Depending on the application, series YRT and RTC require bearings with a different preload match in order to achieve the same preload forces in the axial bearing.

For series YRT_Speed and ZKLDF, there is only one preload match. The increase in rigidity and frictional torque in YRT_Speed bearings is slight and can normally be ignored.

In bearings of series ZKLDF, the rigidity and frictional torque are not influenced by the support ring.

For the case “L-section ring without support ring”, the bearing designation is:

• YRT ＜bore diameter＞ or RTC ＜bore diameter＞.

For the case "L-section ring with support ring", the bearing designation is:

• YRT ＜bore diameter＞ VSP
• RTC ＜bore diameter＞ T52EB.

For RTC with an additionally restricted axial runout, the bearing designation is:

• RTC ＜bore diameter＞ T52EA.

For bearing arrangements with a supported L-section ring, only bearings with the suffix VSP, EB or T52EA can be ordered.

If the normal design is mounted with a supported L-section ring, there will be a considerable increase in the bearing frictional torque.

The support ring should be at least twice as high as the shaft locating washer of the bearing.
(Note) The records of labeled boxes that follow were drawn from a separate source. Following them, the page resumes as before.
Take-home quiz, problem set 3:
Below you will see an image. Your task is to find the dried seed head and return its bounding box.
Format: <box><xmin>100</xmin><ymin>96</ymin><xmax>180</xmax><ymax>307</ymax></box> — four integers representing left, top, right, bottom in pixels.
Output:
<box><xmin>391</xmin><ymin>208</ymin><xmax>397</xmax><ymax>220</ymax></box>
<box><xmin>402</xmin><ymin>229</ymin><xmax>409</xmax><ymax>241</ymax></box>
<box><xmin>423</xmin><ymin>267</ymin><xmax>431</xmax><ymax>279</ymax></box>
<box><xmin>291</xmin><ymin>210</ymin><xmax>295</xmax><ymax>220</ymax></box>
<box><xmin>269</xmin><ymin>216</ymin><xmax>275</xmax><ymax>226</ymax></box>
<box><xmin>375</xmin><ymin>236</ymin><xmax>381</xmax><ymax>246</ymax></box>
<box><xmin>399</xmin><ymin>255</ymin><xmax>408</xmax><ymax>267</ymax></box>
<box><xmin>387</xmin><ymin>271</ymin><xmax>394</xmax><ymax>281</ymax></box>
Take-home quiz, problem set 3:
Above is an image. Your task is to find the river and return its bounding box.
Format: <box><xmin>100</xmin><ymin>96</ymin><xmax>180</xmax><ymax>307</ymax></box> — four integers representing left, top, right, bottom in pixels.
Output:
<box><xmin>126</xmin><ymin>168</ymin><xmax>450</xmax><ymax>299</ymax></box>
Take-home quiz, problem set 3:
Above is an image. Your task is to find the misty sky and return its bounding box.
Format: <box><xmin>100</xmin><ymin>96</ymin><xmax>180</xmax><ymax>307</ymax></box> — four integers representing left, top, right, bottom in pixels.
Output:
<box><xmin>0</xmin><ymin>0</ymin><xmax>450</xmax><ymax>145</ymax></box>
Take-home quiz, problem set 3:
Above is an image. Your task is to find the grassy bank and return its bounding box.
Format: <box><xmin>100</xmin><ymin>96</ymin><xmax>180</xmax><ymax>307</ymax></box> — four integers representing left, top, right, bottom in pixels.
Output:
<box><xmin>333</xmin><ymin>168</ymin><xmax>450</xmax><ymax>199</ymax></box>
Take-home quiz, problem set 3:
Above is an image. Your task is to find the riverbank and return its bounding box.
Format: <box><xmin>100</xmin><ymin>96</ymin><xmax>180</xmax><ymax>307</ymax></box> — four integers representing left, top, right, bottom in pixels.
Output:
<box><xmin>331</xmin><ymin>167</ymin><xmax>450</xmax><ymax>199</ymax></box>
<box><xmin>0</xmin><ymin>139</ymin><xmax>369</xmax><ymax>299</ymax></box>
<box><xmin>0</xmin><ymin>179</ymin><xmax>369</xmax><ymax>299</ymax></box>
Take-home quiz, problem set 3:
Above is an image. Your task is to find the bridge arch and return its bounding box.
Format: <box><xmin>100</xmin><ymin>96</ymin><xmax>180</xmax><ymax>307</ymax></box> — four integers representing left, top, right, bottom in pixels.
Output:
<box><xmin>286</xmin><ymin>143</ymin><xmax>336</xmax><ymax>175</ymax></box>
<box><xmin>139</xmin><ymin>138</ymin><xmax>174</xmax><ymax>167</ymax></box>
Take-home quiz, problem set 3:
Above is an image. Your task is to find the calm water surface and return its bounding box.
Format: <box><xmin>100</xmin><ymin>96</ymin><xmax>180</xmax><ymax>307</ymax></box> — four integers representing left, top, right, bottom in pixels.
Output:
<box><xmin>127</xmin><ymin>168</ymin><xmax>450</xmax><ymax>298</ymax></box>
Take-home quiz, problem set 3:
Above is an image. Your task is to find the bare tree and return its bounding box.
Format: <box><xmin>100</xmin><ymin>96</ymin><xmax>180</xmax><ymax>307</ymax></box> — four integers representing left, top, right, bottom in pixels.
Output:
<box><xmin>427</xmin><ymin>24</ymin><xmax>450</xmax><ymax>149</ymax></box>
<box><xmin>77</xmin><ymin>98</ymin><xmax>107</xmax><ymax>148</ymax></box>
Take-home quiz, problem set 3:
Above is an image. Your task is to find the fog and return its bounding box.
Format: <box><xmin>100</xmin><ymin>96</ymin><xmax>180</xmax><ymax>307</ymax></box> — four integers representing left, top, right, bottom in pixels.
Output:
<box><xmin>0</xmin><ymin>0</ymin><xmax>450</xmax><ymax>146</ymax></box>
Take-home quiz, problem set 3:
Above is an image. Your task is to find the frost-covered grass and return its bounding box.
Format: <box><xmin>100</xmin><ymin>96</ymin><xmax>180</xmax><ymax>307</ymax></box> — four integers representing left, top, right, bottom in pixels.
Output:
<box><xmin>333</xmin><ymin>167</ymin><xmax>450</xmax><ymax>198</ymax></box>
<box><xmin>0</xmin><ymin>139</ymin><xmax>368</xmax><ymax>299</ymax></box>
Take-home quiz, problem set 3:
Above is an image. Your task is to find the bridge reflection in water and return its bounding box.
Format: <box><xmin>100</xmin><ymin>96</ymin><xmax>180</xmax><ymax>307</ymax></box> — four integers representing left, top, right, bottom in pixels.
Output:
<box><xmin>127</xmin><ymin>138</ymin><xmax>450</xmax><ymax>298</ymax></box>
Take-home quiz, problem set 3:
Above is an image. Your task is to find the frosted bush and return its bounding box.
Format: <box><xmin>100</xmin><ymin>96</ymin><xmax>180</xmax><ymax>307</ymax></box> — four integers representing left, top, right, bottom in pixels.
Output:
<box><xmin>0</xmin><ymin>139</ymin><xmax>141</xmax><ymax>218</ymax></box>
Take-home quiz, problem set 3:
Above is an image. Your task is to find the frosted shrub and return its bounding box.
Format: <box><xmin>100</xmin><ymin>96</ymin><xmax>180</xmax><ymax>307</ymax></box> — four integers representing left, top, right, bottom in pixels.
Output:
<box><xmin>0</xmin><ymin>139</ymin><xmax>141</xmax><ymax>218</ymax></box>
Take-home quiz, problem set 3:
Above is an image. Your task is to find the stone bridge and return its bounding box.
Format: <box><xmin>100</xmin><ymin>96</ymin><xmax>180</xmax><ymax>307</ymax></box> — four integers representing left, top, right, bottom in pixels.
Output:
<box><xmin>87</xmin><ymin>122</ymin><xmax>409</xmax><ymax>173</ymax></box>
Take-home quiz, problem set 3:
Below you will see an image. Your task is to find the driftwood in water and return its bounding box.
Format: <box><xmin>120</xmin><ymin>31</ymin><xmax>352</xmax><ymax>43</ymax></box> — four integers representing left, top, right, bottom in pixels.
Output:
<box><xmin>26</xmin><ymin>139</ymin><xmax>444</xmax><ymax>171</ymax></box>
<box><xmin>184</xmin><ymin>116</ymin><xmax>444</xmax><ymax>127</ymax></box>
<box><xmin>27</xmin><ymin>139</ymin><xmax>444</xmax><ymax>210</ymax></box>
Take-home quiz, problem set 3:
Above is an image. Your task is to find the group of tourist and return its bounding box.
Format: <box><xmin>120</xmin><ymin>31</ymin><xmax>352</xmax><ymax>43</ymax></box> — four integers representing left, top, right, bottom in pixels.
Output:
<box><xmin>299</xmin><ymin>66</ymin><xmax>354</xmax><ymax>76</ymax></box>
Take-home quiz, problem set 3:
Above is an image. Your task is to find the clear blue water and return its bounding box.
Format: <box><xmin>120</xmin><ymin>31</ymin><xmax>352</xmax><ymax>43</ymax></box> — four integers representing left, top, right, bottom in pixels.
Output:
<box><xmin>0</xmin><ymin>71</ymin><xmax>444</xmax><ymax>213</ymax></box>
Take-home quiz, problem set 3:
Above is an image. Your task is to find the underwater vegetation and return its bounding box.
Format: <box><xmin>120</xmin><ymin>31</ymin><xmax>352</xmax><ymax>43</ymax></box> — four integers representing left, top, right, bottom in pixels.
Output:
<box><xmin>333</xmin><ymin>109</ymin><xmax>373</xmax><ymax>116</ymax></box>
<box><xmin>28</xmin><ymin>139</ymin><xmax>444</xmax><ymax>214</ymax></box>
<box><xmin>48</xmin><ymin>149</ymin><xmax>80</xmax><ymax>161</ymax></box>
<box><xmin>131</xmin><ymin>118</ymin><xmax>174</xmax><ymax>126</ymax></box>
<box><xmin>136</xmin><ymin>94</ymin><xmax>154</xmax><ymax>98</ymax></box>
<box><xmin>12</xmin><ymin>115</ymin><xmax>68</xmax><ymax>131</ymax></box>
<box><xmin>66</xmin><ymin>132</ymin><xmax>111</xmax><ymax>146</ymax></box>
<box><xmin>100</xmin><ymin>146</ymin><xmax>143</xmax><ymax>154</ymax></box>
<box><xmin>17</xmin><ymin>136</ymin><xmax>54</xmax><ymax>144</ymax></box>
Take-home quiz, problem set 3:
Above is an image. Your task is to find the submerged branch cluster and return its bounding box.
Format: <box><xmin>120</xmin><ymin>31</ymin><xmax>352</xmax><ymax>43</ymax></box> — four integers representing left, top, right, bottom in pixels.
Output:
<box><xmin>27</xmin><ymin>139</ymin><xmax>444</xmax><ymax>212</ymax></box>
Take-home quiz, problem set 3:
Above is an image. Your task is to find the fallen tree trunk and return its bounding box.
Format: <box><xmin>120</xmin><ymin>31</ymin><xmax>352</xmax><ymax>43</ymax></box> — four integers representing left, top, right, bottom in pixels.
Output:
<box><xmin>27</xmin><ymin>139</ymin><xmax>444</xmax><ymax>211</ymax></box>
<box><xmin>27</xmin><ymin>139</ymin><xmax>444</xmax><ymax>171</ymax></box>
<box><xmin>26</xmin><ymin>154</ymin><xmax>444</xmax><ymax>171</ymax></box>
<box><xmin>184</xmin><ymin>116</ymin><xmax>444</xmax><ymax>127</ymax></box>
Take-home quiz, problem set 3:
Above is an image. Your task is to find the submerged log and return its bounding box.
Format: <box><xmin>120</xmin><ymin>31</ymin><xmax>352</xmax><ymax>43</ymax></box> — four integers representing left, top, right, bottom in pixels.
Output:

Retaining screws secure the bearing components during transport. For easier centring of the bearing, the screws should be loosened before fitting and either secured again or removed after fitting.

Tighten the fixing screws in crosswise sequence using a torque wrench in three stages to the specified tightening torque M_A, while rotating the bearing ZKLDF, Figure 16:

• Stage 1: 40% of M_A
• Stage 2: 70% of M_A
• Stage 3: 100% of M_A.

Observe the correct grade of the fixing screws.

Mounting forces must only be applied to the bearing ring to be fitted, never through the rolling elements.

Bearing components must not be separated or interchanged during fitting and dismantling.

If the bearing is unusually difficult to move, loosen the fixing screws and tighten them again in steps in a crosswise sequence. This will eliminate any distortion.

Bearings should only be fitted in accordance with TPI 103, Fitting and Maintenance Manual.

The overall rigidity of a bearing position is a description of the magnitude of the displacement of the rotational axis from its ideal position under load. The static rigidity thus has a direct influence on the accuracy of the machining results.

The dimension tables give the rigidity values for the complete bearing position. These take account of the deflection of the rolling element set as well as the deformation of the bearing rings and the screw connections.

The values for the rolling element sets are calculated rigidity values and are for information purposes only. They facilitate comparison with other bearing types, since rolling bearing catalogues generally only give the higher rigidity values for the rolling element set.